President Nana Akufo-Addo has assured Ghanaians that he will never legalise same-sex relationship in Ghana.
Responding to the Moderator of the Global Evangelical Church, Rt. Rev Setorwu Kwadzo Ofori, who, at the Global Evangelical Church’s 2018 Synod, urged him to stand firm against international pressure to legalise homosexuality, President Nana Akufo-Addo said: “Let me assure that this government has no plans to change the law on same-sex marriage.
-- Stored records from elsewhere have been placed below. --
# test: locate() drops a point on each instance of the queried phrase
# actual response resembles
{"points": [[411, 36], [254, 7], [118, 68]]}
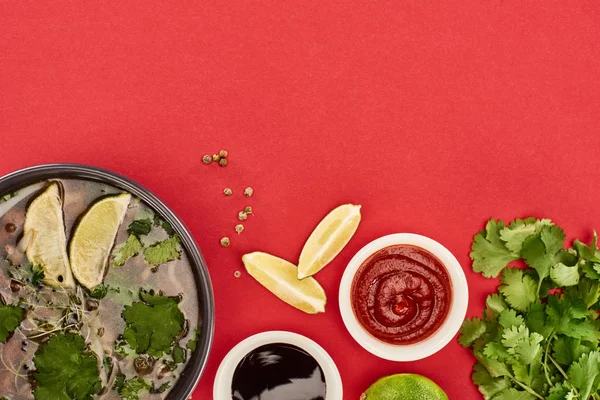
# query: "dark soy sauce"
{"points": [[278, 371]]}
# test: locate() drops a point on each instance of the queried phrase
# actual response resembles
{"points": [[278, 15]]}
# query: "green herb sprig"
{"points": [[538, 337]]}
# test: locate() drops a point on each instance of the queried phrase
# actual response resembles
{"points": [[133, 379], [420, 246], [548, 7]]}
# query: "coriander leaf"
{"points": [[10, 318], [487, 385], [564, 276], [471, 330], [514, 394], [132, 387], [536, 319], [65, 369], [494, 367], [508, 318], [541, 250], [191, 345], [152, 324], [520, 229], [587, 252], [107, 364], [496, 302], [178, 355], [100, 291], [127, 250], [167, 227], [566, 350], [495, 351], [587, 291], [119, 382], [37, 275], [489, 254], [591, 270], [529, 349], [513, 335], [585, 374], [161, 389], [558, 392], [140, 227], [553, 237], [518, 290], [162, 252]]}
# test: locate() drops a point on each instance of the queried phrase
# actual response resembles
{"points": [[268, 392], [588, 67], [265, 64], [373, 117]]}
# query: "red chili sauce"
{"points": [[401, 294]]}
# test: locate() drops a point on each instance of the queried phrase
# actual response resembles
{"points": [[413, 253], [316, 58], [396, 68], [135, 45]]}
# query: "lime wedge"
{"points": [[94, 238], [280, 278], [48, 244], [328, 239], [404, 386]]}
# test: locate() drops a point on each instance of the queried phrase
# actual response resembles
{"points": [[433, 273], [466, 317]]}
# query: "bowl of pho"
{"points": [[103, 292]]}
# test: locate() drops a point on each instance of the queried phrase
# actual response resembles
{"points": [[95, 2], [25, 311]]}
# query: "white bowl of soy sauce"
{"points": [[277, 365]]}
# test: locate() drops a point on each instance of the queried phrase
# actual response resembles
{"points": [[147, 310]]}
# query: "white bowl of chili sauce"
{"points": [[403, 297]]}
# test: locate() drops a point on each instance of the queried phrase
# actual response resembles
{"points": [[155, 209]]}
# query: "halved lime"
{"points": [[404, 387], [44, 223], [280, 278], [328, 239], [94, 238]]}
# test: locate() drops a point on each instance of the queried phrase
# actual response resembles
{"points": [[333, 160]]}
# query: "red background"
{"points": [[434, 117]]}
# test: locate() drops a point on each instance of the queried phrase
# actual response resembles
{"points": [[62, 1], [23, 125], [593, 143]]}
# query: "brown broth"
{"points": [[173, 278]]}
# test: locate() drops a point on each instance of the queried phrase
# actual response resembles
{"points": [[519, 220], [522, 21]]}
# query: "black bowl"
{"points": [[191, 375]]}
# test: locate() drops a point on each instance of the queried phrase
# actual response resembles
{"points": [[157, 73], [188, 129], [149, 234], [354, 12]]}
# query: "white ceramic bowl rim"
{"points": [[429, 346], [224, 377]]}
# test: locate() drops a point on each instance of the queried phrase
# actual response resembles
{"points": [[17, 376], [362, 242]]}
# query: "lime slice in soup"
{"points": [[94, 238], [45, 228]]}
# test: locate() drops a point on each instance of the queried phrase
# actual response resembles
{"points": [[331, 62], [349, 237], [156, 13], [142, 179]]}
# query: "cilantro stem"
{"points": [[545, 363], [527, 388], [563, 373]]}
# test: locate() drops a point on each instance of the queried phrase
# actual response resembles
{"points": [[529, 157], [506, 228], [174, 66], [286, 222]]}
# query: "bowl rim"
{"points": [[224, 377], [444, 334], [23, 177]]}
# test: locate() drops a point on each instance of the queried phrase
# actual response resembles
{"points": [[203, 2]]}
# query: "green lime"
{"points": [[404, 387]]}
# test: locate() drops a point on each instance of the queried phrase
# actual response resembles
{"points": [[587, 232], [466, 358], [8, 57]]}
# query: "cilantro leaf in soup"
{"points": [[489, 252], [123, 252], [140, 227], [131, 388], [163, 252], [191, 345], [65, 369], [153, 324], [178, 355], [10, 319]]}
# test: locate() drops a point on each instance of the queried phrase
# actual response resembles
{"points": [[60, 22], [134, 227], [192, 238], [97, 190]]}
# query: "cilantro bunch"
{"points": [[538, 337]]}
We have no authority and we will not seek any authority to do so”.
Last year, the president stoked controversy on the subject when he said changing Ghana’s laws to legalise homosexuality is not a matter which is “on the agenda” but “bound to happen”.
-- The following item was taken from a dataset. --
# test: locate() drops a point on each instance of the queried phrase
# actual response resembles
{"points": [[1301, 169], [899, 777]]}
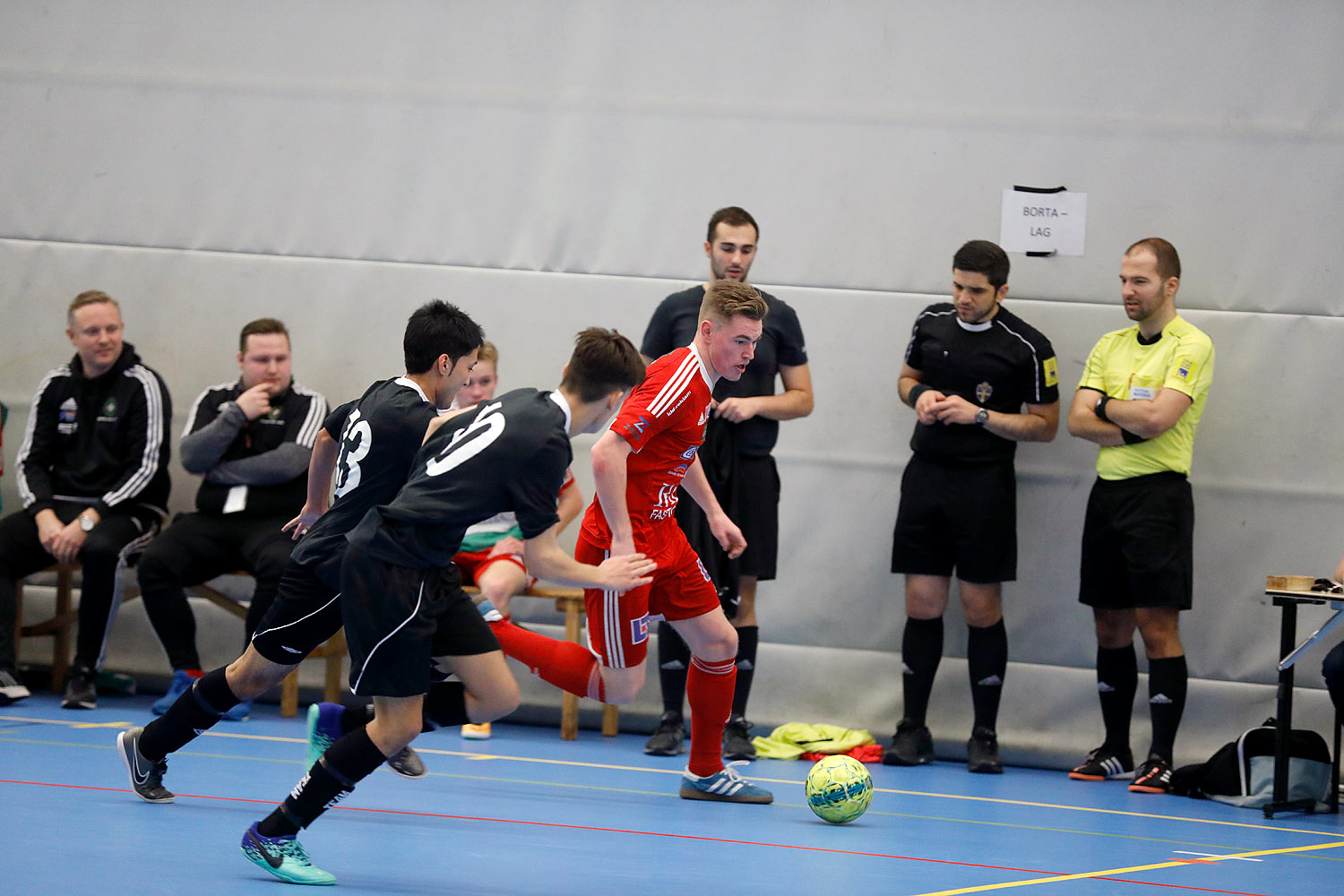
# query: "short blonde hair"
{"points": [[726, 298], [89, 297]]}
Asked in a recent interview with Aljazeera why Ghana’s laws still criminalise homosexuality, Nana Akufo-Addo said: “This is the socio-cultural issue if you like,” adding: “I don’t believe that in Ghana, so far, a sufficiently strong coalition has emerged which is having that impact on public opinion that will say: ‘Change it [the law], let’s then have a new paradigm in Ghana’”.
The Ghanaian leader, however, said: “I think that it is something that is bound to happen”.
Asked by the interviewer: “What’s going to provoke it, what’s going to make it happen?” President Akufo-Addo said: “Oh, like elsewhere in the world, the activities of individuals [and] groups”.
He recalled how countries such as England, which, in the past, abhorred homosexuality, have over the years succumbed to pressure from LGBTQI lobbyists to amend their laws to accommodate same-sex relationship.
“I grew up in England; I went to school as a young boy in England and I grew up at a time in England when homosexuality was banned there, it was illegal and I lived in the period when British politicians thought it was anathema to think about changing the law and suddenly the activities of individuals, of groups, a certain awareness, a certain development grew and grew and grew stronger and it forced a change in law. I believe those are the same processes that will bring about changes in our situation.”
The president, however, pointed out that: “At the moment, I don’t feel and I don’t see that in Ghana, there is that strong current of opinion that will say: ‘This is something that we need even deal with’. It’s not, so far, a matter which is on the agenda.”